The importance of Climate Smart Agriculture extends beyond farm productivity to the broader challenge of achieving food security, environmental sustainability, and climate resilience simultaneously. Global agricultural productivity growth has slowed to less than 2% annually in many regions, while climate-related losses already affect hundreds of millions of people and generate economic damages exceeding hundreds of billions of dollars each year. Approximately 33% of the world's soils are moderately to highly degraded, resulting in substantial losses of soil organic carbon, nutrient-use efficiency, and water-holding capacity. Agriculture remains a major source of methane and nitrous oxide emissions, accounting for nearly 40% of anthropogenic methane and over 70% of nitrous oxide emissions globally. At the same time, nearly 500 million smallholder farms produce a significant share of the world's food and are among the most vulnerable to climate variability. Evidence from diverse agroecosystems demonstrates that climate-smart interventions—including improved nutrient management, water-saving technologies, conservation agriculture, agroforestry, digital decision-support systems, and nature-based solutions—can increase yields by 10–30%, reduce water use by 20–50%, improve nutrient-use efficiency by 15–40%, enhance soil carbon stocks, and lower greenhouse gas emissions. However, the effectiveness, scalability, and socioeconomic impacts of these interventions remain highly context-specific, underscoring the need for rigorous, data-driven research to identify pathways that deliver measurable benefits across productivity, resilience, mitigation, and farmer livelihoods.
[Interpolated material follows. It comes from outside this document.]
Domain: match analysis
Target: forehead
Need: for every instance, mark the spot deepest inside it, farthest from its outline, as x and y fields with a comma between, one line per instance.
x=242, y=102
This Article Collection seeks to advance the evidence base for Climate Smart Agriculture by bringing together interdisciplinary research that quantifies impacts, explains underlying mechanisms, and identifies pathways for scaling across diverse agroecosystems. We welcome studies spanning field, farm, landscape, and food-system scales, with particular emphasis on measurable outcomes related to productivity, resilience, resource-use efficiency, greenhouse gas mitigation, soil health, biodiversity, and socioeconomic performance. Topics of interest include climate-resilient cropping systems, regenerative and conservation agriculture, soil carbon dynamics, biochar and nature-based solutions, nutrient stewardship, water-smart agriculture, precision farming, digital agriculture, artificial intelligence, remote sensing, crop modeling, climate risk assessment, adaptation and mitigation strategies, carbon markets, monitoring, reporting and verification frameworks, circular bioeconomy approaches, agroforestry systems, and policy innovations.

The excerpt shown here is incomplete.